M. le Rapporteur – Ce n’est pas le même article !

M. Jean-Pierre Brard – Mais vous allez procéder de la même façon pour les Français ! Vous allez renvoyer les gens dans leur pays d’origine pour qu’ils demandent un regroupement familial, les soumettre à vos examens… Le signal que vous envoyez est très clair : chez nous, les étrangers ne sont pas bienvenus, même s’ils sont mariés. Pour ma part, ma première épouse était allemande. Elle ne parlait pas un traître mot de français lorsque nous nous mariâmes. Je n’ose penser à ce qui se serait passé si vous aviez été au pouvoir à cette époque ! Vous vous mêlez de la vie privée des gens. Vous voulez les empêcher de vivre ensemble, parce que vous voulez promouvoir la haine de l’étranger, la méfiance et la xénophobie (Exclamations sur les bancs du groupe UMP).

Pendant que vous occupez l’espace avec ces questions, vous réglez d’autres petites affaires plus discrètement, et pour des raisons pas forcément avouables.
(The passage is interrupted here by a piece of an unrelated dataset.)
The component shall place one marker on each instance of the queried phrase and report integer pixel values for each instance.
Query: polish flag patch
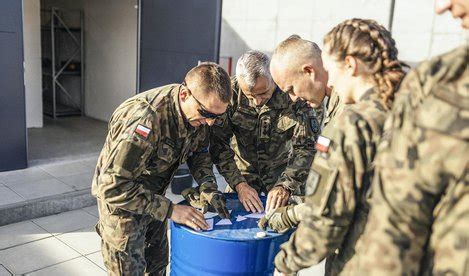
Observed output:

L’article 4 étend le dispositif du contrat d’accueil et d’intégration créé par le projet Sarkozy sur « l’immigration choisie ». Où est donc l’évaluation de ces lois que vous avez fait voter ? Le président d’Emmaüs France, Christophe Deltombe, vient de rappeler qu’avant d’adopter toute nouvelle loi, il faudrait évaluer avec précision les effets des précédentes. Mais tout cela ne vous intéresse pas. Dès lors qu’il s’agit de choses importantes, le dialogue, c’est à la hussarde que vous le menez.

Cet article remet en cause des droits fondamentaux reconnus par la Convention européenne des droits de l’homme – mais il est vrai que l’exemple vient de haut, puisque le Président de la République viole chaque jour l’article 5 de la Constitution.

M. le Président – Nous en arrivons à l’article 4.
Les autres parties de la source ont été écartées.